Horse Sense #86

Changing Your View, Part 2--Backup Isn't Important, Restore Is


For the first part of this article see:

Let's look at managing information from a garbage in, garbage out point of view.  Don't take garbage in!  It seems simple, doesn't it.  But it might be harder than you think.  I used to program payroll and personnel databases for companies.  They wanted to know absolutely everything about their employees.  They felt that having a computer gave them the power to find out anything they needed to know instantly.  They were very wrong.  It takes a lot of time and effort to collect information, to validate it, to store it, and to run reports on it.  Frankly, if it didn't matter to their paycheck, people didn't care what the database said about them, so the data (not information) was wildly inaccurate.  Even compliance oriented information like sex, age, and race in the watchdog agency's database where I worked couldn't be trusted because the individual employees didn't care about it.  It had nothing to do with their day to day lives or their paychecks.  So, be very careful about what you collect and store.  The less you collect, the less you have to manage, the more likely it is to be right, and the less it will cost to maintain over time.  Even databases that you would think would have a lot of attention paid to them are often wildly off base.  Don't think so?  There are three major consumer credit reporting agencies in the US.  You would think all of their information would be the same and that none of the information would be erroneous.  From examining my own reports, I can tell you that this is a false assumption: is a way you can get free copies of your credit report.  Many times the only way bad database information like this is corrected is if someone is denied credit and then complains.  Then it might be too little, too late.  So, when you are collecting information, consider how much you really need and how you are going to manage it.  One good tip.  If it is sensitive information, like a social security number, credit card number, or personal health information see if you can do without recording it at all to avoid possible liability.

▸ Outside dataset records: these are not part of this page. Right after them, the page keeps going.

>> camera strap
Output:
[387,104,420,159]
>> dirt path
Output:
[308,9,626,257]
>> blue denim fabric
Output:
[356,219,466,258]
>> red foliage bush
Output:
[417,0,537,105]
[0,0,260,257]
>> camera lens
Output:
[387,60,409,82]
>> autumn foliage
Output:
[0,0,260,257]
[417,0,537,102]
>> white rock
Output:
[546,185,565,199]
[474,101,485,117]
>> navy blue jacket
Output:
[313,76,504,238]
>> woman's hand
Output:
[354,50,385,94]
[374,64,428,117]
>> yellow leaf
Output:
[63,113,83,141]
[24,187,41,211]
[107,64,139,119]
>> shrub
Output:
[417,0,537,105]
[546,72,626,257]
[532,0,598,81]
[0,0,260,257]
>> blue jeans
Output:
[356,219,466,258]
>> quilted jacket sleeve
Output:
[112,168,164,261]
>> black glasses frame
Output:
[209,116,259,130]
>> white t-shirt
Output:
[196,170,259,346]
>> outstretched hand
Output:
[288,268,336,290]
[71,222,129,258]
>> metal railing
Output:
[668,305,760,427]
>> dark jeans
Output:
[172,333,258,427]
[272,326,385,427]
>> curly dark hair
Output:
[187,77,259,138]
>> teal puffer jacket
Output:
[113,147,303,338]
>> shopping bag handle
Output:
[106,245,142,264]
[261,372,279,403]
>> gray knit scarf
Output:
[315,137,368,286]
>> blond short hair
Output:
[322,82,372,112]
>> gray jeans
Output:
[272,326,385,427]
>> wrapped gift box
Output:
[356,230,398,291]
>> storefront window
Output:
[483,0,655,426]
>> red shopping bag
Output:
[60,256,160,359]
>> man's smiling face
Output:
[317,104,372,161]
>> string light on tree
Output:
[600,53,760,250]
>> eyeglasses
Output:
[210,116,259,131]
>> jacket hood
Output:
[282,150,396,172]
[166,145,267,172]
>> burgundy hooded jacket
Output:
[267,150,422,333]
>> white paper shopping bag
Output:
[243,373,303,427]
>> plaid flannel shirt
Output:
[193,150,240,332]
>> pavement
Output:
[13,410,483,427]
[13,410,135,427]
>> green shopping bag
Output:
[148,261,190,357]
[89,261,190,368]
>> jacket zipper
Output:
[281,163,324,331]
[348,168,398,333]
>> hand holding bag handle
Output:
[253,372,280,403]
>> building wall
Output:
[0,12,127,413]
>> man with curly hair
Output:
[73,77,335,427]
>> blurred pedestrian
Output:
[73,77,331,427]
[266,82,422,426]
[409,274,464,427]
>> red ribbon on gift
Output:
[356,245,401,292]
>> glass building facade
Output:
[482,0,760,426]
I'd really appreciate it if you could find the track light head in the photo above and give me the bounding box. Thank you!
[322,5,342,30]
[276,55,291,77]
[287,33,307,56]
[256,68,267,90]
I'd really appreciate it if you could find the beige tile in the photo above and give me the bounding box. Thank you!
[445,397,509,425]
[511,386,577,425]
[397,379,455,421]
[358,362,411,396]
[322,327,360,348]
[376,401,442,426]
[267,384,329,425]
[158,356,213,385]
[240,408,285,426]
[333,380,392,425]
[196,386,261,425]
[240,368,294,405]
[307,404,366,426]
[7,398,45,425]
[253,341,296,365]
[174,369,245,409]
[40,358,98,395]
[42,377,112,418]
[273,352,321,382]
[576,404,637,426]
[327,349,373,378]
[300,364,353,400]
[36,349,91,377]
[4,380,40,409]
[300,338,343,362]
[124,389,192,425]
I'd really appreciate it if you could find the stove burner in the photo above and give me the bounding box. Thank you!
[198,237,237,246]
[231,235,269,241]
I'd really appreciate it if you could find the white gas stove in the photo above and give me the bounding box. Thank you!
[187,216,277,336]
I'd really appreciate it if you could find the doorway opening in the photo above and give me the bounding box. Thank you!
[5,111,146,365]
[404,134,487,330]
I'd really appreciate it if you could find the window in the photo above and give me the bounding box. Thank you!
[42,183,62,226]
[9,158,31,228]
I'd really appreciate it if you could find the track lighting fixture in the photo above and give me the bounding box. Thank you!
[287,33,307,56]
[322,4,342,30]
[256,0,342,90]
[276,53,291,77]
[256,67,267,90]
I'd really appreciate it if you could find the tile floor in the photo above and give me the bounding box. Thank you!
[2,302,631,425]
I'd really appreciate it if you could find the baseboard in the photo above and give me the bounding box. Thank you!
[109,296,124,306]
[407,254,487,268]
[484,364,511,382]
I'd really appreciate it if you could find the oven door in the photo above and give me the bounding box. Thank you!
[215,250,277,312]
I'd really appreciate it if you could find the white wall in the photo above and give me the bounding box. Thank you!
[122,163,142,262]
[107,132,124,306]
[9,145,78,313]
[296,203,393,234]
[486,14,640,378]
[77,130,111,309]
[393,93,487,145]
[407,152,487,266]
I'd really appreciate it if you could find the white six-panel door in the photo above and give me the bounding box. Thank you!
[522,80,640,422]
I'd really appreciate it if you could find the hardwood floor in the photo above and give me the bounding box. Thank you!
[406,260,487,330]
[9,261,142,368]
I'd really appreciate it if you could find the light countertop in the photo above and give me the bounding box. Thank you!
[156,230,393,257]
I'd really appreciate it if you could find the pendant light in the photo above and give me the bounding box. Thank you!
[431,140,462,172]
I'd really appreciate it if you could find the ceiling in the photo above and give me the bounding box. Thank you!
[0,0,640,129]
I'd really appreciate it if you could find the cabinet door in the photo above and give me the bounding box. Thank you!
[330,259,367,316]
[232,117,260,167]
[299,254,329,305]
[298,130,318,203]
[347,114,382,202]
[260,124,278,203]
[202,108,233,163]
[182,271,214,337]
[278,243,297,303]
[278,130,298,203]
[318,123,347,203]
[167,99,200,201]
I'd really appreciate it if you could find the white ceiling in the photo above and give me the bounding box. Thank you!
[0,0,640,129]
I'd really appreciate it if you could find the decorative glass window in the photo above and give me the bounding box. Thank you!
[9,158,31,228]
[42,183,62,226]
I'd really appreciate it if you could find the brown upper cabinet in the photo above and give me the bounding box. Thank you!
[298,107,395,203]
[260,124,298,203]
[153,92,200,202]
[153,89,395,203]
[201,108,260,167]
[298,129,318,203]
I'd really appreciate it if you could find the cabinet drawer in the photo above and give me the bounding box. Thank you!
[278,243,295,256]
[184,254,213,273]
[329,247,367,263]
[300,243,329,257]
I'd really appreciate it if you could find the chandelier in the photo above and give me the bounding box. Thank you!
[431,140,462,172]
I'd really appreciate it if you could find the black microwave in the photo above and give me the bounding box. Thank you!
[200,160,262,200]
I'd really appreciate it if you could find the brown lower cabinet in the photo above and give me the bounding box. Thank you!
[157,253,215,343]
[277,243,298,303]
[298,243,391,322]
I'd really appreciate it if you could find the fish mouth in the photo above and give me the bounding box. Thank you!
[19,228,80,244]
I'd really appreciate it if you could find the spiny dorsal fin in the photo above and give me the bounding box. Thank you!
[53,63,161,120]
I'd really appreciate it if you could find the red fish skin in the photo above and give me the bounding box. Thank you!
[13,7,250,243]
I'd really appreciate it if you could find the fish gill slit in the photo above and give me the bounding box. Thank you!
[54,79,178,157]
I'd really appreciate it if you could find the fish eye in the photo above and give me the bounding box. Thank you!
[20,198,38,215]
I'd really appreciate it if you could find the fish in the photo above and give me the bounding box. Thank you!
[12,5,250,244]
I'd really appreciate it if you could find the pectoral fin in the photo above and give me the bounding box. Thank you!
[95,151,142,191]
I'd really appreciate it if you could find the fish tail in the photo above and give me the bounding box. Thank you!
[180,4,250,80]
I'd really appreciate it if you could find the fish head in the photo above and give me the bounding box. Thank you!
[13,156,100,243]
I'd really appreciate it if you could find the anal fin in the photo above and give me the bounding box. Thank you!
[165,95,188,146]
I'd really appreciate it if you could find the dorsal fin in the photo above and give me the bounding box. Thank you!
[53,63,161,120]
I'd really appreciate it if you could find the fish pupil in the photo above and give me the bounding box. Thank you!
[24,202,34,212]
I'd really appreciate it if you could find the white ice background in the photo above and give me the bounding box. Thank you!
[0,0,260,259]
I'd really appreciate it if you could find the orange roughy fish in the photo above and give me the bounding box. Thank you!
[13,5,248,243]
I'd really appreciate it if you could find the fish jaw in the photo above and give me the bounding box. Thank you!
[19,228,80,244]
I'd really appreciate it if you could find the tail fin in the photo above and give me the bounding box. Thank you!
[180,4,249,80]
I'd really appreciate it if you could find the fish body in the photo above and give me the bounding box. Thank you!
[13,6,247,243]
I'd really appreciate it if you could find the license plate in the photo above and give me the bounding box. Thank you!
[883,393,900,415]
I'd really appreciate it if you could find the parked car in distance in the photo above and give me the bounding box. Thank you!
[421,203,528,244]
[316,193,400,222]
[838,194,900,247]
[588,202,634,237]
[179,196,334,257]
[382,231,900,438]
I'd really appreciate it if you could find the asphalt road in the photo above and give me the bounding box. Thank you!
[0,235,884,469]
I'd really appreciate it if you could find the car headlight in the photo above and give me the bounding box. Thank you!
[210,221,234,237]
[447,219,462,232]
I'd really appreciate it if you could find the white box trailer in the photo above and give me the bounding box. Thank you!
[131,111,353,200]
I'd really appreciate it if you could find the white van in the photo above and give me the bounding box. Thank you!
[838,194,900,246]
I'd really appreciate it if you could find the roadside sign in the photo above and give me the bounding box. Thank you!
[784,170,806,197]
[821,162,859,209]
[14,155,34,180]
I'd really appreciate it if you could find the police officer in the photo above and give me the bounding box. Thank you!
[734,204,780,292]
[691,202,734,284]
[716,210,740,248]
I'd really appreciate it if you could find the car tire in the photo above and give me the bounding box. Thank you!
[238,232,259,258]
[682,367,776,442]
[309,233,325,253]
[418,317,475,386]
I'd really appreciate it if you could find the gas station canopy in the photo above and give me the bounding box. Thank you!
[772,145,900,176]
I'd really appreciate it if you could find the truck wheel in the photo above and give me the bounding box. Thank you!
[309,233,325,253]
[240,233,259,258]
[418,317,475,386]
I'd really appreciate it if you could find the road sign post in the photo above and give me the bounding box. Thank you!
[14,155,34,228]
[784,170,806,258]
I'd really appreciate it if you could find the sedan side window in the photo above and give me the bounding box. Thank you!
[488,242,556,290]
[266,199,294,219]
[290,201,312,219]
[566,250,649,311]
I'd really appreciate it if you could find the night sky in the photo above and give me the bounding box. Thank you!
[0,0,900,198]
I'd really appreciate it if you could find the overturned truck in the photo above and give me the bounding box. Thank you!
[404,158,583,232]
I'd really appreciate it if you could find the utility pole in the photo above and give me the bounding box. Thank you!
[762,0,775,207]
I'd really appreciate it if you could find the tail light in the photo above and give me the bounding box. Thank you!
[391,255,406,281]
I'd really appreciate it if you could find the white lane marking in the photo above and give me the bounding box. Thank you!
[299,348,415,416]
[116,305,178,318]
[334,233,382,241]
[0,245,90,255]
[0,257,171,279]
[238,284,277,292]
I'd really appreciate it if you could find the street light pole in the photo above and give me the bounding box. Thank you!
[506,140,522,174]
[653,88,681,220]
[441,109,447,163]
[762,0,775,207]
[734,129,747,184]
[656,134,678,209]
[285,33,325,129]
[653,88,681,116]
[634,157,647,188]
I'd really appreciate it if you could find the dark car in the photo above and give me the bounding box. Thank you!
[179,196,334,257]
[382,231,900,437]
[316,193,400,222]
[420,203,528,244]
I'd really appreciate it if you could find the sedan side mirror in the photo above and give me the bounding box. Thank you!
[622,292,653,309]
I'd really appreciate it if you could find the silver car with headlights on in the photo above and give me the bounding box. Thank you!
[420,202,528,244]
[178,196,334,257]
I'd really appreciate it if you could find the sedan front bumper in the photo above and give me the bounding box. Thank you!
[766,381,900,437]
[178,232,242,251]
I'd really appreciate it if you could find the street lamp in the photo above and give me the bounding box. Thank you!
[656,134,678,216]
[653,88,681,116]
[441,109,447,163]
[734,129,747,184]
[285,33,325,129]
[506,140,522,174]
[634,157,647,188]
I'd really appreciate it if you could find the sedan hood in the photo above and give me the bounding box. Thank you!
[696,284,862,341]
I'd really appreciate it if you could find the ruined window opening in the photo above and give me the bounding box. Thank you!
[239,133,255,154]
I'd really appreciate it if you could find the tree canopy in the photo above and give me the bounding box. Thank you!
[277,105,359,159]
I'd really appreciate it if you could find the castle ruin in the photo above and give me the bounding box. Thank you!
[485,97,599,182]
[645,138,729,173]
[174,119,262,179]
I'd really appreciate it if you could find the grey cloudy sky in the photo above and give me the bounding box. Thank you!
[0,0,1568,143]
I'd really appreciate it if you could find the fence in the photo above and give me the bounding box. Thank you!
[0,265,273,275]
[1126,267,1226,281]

OK, so we can see conceptually how we can decrease the amount of data we need to back up and yet be able to restore what we need.  Still, we have to deal with the fact that people are storing more and more information on their computer each year.  What do we do?  Since more of our lives are dependent on what we do on our computers, the answer isn't to back up less.  In fact, we want to make sure we can restore as quickly as we can while losing little information that we might have to regenerate.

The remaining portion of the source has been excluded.